Contrastive decoding is a lightweight and effective inference-time method that improves the quality of text generation in Large Language Models. However, algorithms such as DoLa (Decoding by Contrastive Layers) have only been implemented in decoder-only architectures and studied for their impact on improving factuality. This work adapts DoLa for the T5 and FLAN-T5 model families and evaluates its impact on the models' instruction following capabilities, which to our knowledge is the first implementation of a contrastive decoding strategy in an encoder-decoder architecture. Our results show that DoLa improves the faithfulness of text generation for certain categories of tasks and harms others. To understand these results, we present a layer-by-layer analysis of logit evolution in a FLAN-T5 model to quantify DoLa's impact on token output probabilities.

Anabel Yong, Austin Tripp, Layla Hosseini-Gerami et al.

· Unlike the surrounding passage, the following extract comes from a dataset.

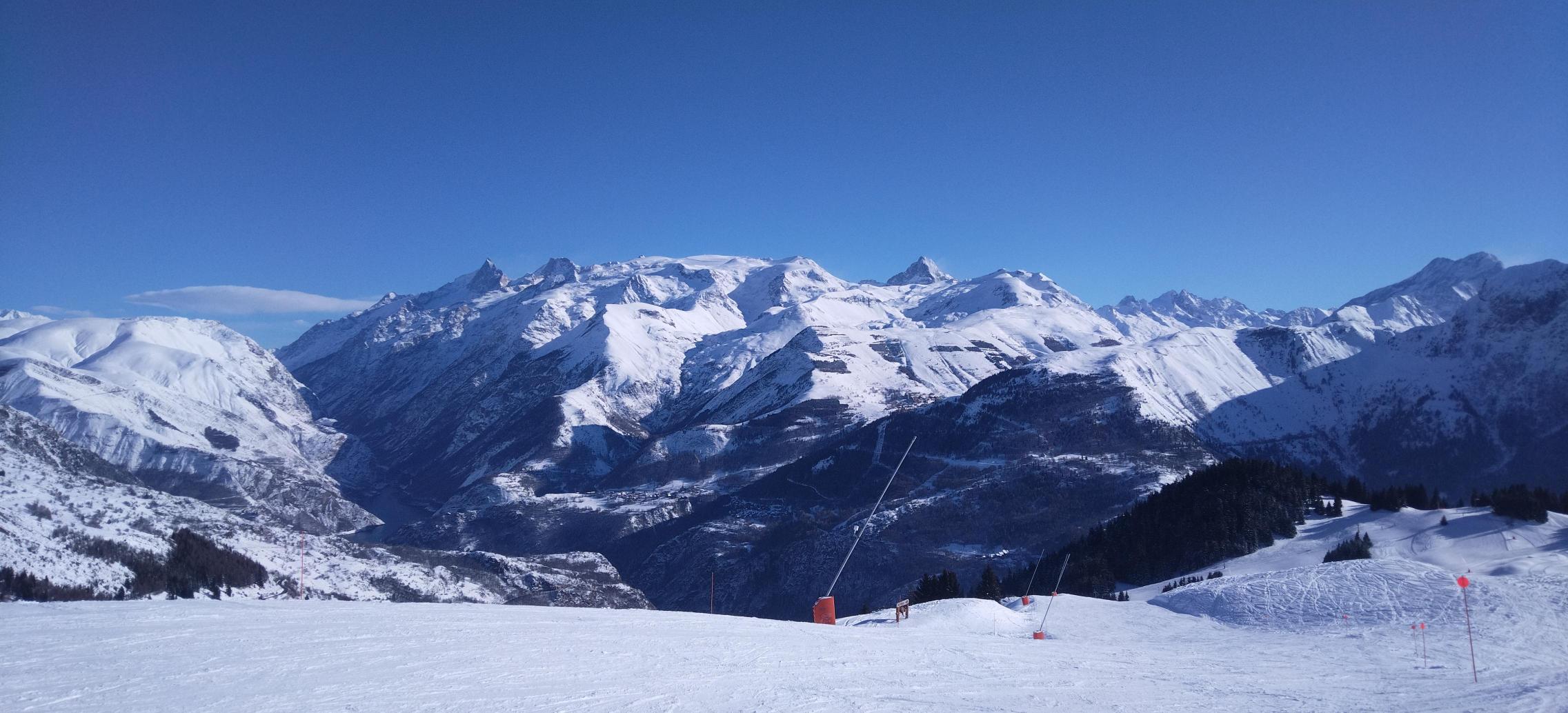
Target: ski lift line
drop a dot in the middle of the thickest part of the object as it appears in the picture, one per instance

Multi-objective Bayesian optimization (MOBO) provides a principled framework for navigating trade-offs in molecular design. However, its empirical advantages over scalarized alternatives remain underexplored. We benchmark a simple Pareto-based MOBO strategy -- Expected Hypervolume Improvement (EHVI) -- against a simple fixed-weight scalarized baseline using Expected Improvement (EI), under a tightly controlled setup with identical Gaussian Process surrogates and molecular representations. Across three molecular optimization tasks, EHVI consistently outperforms scalarized EI in terms of Pareto front coverage, convergence speed, and chemical diversity. While scalarization encompasses flexible variants -- including random or adaptive schemes -- our results show that even strong deterministic instantiations can underperform in low-data regimes. These findings offer concrete evidence for the practical advantages of Pareto-aware acquisition in de novo molecular optimization, especially when evaluation budgets are limited and trade-offs are nontrivial.

Anabel Yong

We present GP-MOBO, a novel multi-objective Bayesian Optimization algorithm that advances the state-of-the-art in molecular optimization. Our approach integrates a fast minimal package for Exact Gaussian Processes (GPs) capable of efficiently handling the full dimensionality of sparse molecular fingerprints without the need for extensive computational resources. GP-MOBO consistently outperforms traditional methods like GP-BO by fully leveraging fingerprint dimensionality, leading to the identification of higher-quality and valid SMILES. Moreover, our model achieves a broader exploration of the chemical search space, as demonstrated by its superior proximity to the Pareto front in all tested scenarios. Empirical results from the DockSTRING dataset reveal that GP-MOBO yields higher geometric mean values across 20 Bayesian optimization iterations, underscoring its effectiveness and efficiency in addressing complex multi-objective optimization challenges with minimal computational overhead.